Come Saturday morning, it was clear that some eggs were gone…perhaps as much as 50% of the nest must have hatched on the 6th night. But as we’ve seen so many times before, these eggs, for whatever reason, are prone to split hatching over 2 nights (a problem I also had and never fixed with my wild Onyx Perculas). So last night, technically 2AM this morning, I pulled the tile to prepare it for hatching.

I returned to the 15 minute hydrogen peroxide (H2O2) bath in broodstock water, and I drained the 10 gallon clownfish hatching tank, soaked it with FW, rinsed it all out, and filled it with 5 gallons of broodstock water. Thinking that either the use of clean new water, or a weak air setting, caused the hatch failure in Spawn #24, I set up the tile with a rather vigorous flow of air from the wooden airstone. A dime white moonlight at the far end of the tank was set up to draw larvae away from the heavier currents & flow of the hatching setup and tile.

By 3 AM, I took a peak and noticed there seemed to be a good hatch, so I harvested 1.5 gallons worth of rotifers and added 20 drops of RotiGreen Omega. I was feeling optimistic.

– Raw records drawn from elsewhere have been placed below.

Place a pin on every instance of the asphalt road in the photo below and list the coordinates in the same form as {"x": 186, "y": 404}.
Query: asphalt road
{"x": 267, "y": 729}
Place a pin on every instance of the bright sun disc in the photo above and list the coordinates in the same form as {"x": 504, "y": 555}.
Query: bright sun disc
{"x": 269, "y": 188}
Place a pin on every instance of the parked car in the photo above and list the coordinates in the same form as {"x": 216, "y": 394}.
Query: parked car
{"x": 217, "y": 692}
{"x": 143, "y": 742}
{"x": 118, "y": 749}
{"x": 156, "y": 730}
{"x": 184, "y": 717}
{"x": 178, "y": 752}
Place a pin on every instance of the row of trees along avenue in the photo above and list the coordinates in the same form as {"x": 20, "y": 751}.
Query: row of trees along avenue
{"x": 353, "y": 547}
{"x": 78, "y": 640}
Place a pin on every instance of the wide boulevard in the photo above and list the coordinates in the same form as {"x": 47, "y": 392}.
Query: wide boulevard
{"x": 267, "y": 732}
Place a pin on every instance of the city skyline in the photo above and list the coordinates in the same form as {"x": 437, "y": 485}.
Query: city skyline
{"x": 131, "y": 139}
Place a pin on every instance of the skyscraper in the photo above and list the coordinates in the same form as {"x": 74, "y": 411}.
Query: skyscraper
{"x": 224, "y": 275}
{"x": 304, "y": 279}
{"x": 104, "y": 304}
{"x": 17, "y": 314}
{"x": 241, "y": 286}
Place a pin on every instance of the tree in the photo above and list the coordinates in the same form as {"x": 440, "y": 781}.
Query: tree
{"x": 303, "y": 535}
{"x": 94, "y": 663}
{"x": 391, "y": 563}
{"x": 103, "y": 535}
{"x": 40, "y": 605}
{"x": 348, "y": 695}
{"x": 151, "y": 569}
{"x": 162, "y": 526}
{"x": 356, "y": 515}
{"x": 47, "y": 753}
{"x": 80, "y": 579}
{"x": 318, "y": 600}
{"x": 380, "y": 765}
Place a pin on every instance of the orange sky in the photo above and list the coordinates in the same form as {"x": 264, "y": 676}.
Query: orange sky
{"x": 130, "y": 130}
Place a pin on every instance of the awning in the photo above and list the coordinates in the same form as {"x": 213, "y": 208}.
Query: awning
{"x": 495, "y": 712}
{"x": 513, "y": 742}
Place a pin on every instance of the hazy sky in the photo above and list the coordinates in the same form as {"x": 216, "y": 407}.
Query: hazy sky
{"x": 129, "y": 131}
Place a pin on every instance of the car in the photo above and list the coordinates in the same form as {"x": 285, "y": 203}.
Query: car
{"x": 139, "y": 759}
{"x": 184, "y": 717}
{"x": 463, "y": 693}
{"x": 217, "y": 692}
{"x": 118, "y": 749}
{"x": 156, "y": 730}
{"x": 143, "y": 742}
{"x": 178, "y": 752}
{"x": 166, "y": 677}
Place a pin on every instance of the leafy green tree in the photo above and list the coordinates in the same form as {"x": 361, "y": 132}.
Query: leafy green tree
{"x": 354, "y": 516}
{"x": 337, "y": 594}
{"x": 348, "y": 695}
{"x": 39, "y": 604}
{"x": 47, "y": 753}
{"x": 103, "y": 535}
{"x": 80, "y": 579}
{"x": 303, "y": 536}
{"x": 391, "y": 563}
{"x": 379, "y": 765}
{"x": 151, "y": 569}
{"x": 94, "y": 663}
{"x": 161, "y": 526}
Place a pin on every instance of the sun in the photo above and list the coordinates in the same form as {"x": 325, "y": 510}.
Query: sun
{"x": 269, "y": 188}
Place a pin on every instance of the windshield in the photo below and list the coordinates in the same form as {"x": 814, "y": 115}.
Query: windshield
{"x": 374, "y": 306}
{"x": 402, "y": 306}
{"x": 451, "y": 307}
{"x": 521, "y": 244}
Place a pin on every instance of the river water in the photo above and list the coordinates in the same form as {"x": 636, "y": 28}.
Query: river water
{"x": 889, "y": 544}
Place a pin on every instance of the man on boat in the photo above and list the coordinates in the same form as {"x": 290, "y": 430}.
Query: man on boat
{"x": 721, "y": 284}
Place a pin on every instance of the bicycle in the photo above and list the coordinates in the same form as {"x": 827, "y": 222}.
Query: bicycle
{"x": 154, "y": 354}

9 AM this morning, I checked in and removed both the hatching tile and the large tile that I had placed on the bottom to prevent the hatching tile from sliding / fall. To my disappointment, it appeared that most all larvae were on the bottom, and some were dead. There was only maybe a dozen eggs on the tile that had not hatched. I added almost 50 drops of RotiGreen Omega to help green up the water and hopefully get the babies up off the bottom; I also turned the air flow down significantly to just a trickle, feeling that perhaps I should have done this “last night”. Could it simply be that several hours of turbulence in the tank had caused some of the larvae to expend excessive amounts of energy and doomed them to a quick death?

I’ll be keeping an eye on these obviously….wish me luck.